Business Success Stories: Sandra Yancey
Company Name: eWomenNetwork
[color-box color=”mycustomcolor”]Please read Part 1 of the interview.[/color-box]
Part Two – Career: Business Success Stories – Sandra Yancey
Avil Beckford: An invisible mentor is a unique leader you can learn from by observing them from a distance. In that capacity, what is one piece of advice that you would give to others?
Sandra Yancey: I think what’s important is that you do listen and you do read, that’s what’s so beautiful about it. To be an invisible mentor is that you are taking responsibility for your own growth and development. And no one is responsible for that more than you, so there is, without question, every single day, I spend probably at least an hour maybe not all at one time, maybe it’s two times in different 30-minute slots or whatever, but at least an hour a day, in terms of my own growth and my own development. That could be being curious about something, and putting in that keyword into a search engine, and seeing what pops up, then click and read. And sometimes, I’ll be curious about something, that I will click on and then I will hit print, and I put it in the reading file, which goes into my briefcase. I have a travel reading file, so that when I’m on a plane, and I’ve got some quiet time, I can catch up on things.
So I think it’s about being curious. What is your favorite book? Are you asking stimulating questions, being more of a listener than a talker? Someone said very cleverly, there’s a reason why God gave you two ears and one mouth, right, so that you’re listening twice as much as you’re talking. So giving yourself permission, I guess, to be a beginner. I think that’s a clear observation that I learnt from the super successful. They’re always open to learning and they’re not caught up and always looking to be the expert. They’re clear on what they’re expert in, but they’re always curious. So giving yourself permission to listen to individuals, who have got a certain amount of experience and expertise, and there’s always things I can learn.

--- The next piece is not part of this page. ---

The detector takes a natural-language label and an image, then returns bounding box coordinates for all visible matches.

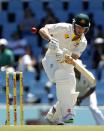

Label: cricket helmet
[73,13,90,33]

So giving yourself permission to be a beginner and psychologically that mindset allows you to be open.
I’ll search blogs and read different blogs. I mean, I stay curious, I ask really great questions. I’ve found that being a leader really is less about having the answers and more about having the questions. It’s about having a great vision, surrounding yourself with really great people way smarter than you, in their particular niche, and then saying, “How might we do this?” Because the truth of the matter is, people will, if you ask that question, they’ll give you information that you can never think up on your own.
Avil Beckford: What big steps did you take to succeed in your field? What is one step or action you have consistently taken that has contributed the most to your success?
Sandra Yancey: Yeah, I think the answers are the same for both of those things. So one of the things that I’ve learnt, is that no one makes it alone, and everyone who is super successful has a network. So really making sure that you’re doing what I call people math, and you’re understanding that. You’re thinking about, and taking inventory, of the people that you’re hanging around with. And I always say you need your professional six and you need your personal six and there should be a lot of overlap.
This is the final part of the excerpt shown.